Mastering the art of storage-speed tradeoffs to build blazing fast distributed systems.
"Caching is a fundamental concept of computer science. In fact, any system that you pick up—any large-scale distributed system—has some form of caching in multiple places and often in critical sections."
The whole idea behind caching is reducing repeatable work through storage. Instead of doing the same competition again and again, you store it in local memory and give it back as a response.
Caches are closer to your system than databases. Querying a cache is much faster because you take your already stored result instead of recalling the database.
Imagine a user on Instagram asking for their news feed. The message reaches the server, which queries the database: SELECT * FROM posts WHERE user_id = ?.
Optimization Part 1: Client to Server Communication
Optimization Part 2: Server to Database Communication (Our Focus)
Similar users ask for similar feeds. For example, a young software engineer who likes football and is in India will get a news feed very similar to another user in that same cohort.
When one user from this cohort asks for a feed, you generate it from the database the first time and store it in local memory. The next time a similar user comes, instead of quering the database, you just take your already stored result and give it back.
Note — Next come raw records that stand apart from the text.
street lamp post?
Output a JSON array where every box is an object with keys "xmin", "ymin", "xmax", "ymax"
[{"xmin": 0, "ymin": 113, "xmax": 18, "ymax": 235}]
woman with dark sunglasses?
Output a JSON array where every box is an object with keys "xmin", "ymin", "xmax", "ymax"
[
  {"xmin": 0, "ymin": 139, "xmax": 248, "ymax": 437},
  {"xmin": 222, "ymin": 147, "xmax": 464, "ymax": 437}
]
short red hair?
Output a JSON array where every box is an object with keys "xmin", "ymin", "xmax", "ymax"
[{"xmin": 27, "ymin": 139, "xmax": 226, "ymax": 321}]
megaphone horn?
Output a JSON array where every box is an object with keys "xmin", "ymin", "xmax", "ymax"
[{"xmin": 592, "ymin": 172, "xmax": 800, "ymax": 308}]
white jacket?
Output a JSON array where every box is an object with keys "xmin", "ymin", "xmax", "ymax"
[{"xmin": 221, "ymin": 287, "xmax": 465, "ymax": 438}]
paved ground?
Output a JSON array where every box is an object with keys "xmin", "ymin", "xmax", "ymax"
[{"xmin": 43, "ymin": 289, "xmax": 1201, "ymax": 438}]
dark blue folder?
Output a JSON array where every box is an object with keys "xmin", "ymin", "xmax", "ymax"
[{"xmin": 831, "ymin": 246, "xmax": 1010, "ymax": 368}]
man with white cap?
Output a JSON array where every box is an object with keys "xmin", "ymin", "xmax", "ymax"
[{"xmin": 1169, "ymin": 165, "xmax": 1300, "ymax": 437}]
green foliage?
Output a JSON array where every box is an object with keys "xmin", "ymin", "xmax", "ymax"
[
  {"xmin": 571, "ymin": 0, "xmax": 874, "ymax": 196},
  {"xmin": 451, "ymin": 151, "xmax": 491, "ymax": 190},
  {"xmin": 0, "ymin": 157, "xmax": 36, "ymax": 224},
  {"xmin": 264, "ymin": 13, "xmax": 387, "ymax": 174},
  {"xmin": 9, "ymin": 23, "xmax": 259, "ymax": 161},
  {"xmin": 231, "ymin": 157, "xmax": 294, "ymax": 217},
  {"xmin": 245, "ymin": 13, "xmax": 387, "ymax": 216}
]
"Instead of making a 200 millisecond call, store it in your local device. You'll see the response time of the app go down from 200ms to 2ms."
Why don't we just put the entire database in the cache?
For small systems, fits GBS. But for large databases fitting terabytes or petabytes of data into memory is just impossible. While you might fit a TB in memory, it will be extremely expensive.
There is a distribution of how many people go to the cache vs database. Let's say 90% go to cache and 10% to DB. In the end, you will save less than 10% (around 2 or 4 milliseconds effectively).
The cache is a copy. When there is an update, do you update the database and cache together, or later?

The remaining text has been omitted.